Captchas. The invention of the internet to exclude bots and find out once and for all “if you are human”. But as it is with all security measures, there are also providers for captcha-solving who promise to be able to bypass them automatically.

Some of the so-called “captcha-solving farms” rely on real people, while others use only optical character recognition (OCR) to determine the content of the images provided by the Captcha. Prices range from $0.4 to $7 for solving 1,000 captchas, with each Captcha taking between 1 and 10 seconds to be solved.

Comparison of Captcha and reCAPTCHA Solving Services

Image source

Similar to click-farms, people working for captcha-solving farms live mostly in developing countries such as Venezuela, Indonesia, Vietnam, and India.
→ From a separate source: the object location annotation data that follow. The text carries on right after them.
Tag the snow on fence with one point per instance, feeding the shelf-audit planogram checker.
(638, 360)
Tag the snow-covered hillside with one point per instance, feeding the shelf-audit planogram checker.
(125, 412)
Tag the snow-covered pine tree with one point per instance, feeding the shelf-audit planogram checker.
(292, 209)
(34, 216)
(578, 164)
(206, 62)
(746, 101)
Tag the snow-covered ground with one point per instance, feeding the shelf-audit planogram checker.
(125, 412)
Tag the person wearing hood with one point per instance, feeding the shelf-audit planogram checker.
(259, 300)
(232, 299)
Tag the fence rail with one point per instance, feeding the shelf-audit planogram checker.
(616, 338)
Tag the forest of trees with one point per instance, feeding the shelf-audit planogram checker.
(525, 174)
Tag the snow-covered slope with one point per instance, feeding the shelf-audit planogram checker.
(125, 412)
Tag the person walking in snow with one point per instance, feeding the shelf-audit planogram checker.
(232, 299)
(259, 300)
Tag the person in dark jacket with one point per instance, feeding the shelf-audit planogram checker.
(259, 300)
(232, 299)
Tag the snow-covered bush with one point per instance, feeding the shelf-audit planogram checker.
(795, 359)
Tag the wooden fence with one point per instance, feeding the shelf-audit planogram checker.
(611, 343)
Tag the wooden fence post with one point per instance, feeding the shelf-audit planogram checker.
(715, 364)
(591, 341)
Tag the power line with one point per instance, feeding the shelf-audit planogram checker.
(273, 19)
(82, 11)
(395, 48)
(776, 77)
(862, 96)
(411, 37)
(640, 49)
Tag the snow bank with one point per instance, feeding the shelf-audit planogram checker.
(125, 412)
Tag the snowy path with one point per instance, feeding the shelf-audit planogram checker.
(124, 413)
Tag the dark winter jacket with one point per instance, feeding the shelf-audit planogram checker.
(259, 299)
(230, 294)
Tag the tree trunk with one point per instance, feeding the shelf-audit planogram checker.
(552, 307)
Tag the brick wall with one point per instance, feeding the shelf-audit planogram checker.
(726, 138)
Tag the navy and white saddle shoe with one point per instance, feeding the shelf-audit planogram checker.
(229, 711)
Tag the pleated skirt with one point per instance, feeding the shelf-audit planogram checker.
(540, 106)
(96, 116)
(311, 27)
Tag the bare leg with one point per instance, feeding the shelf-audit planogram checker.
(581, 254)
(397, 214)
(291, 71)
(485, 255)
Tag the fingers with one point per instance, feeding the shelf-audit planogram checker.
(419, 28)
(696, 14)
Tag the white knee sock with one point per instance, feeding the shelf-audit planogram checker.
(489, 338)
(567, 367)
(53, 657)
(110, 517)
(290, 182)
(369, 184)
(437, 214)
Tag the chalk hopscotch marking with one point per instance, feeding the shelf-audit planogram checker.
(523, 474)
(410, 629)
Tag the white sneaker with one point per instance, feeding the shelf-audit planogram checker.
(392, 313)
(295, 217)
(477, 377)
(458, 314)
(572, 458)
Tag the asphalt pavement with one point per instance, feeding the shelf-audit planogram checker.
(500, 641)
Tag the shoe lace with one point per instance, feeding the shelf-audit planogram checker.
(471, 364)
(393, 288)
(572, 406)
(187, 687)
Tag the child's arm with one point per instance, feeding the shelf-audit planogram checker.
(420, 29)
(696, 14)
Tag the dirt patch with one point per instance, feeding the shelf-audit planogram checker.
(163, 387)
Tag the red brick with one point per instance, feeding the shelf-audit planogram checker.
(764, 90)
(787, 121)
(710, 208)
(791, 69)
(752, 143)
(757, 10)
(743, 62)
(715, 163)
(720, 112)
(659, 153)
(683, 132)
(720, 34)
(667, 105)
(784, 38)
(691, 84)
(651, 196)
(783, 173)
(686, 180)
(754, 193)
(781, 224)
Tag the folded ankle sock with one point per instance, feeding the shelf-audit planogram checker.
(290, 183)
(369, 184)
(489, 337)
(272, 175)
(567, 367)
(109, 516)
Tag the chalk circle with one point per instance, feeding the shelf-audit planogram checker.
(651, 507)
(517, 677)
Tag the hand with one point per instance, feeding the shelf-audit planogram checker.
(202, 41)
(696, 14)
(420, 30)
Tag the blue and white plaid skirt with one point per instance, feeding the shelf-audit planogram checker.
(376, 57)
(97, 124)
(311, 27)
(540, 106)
By using the API of these services, it is possible to code bots that automatically create fake accounts on various platforms. The following video shows the fully automated creation of an account on Reddit using a headless Chrome browser (via Puppeteer) and the captcha-solving service 2Captcha:

In connection with advertising fraud, such services could be used, to let an autoclicker software on websites that have classified the traffic as suspicious and displayed a captcha to block it.

Conclusion

In conclusion, there are several methods fraudsters use to commit advertising fraud. It is worth mentioning that all tools and techniques presented in this article violate the Terms and Services of most advertisers. Google for example explicitly warns against using clicks bots or providing users incentives to click on ads in their Help Center:

“There are many services out there that can increase traffic to your site, including pay-per-click solutions to connect advertisers and publishers, as well as search engines and directory sites. However, we’ve found that some of these services actually send artificial traffic to websites, despite their appearance. To deliver the traffic levels that their customers expect, these services often generate clicks and impressions using click bots, or by providing users incentives to visit sites or click on ads. For this reason, we strongly urge you to use caution when partnering with third-party traffic services.”

If you are serious about your advertising, do not use any of these tools and techniques under any circumstances.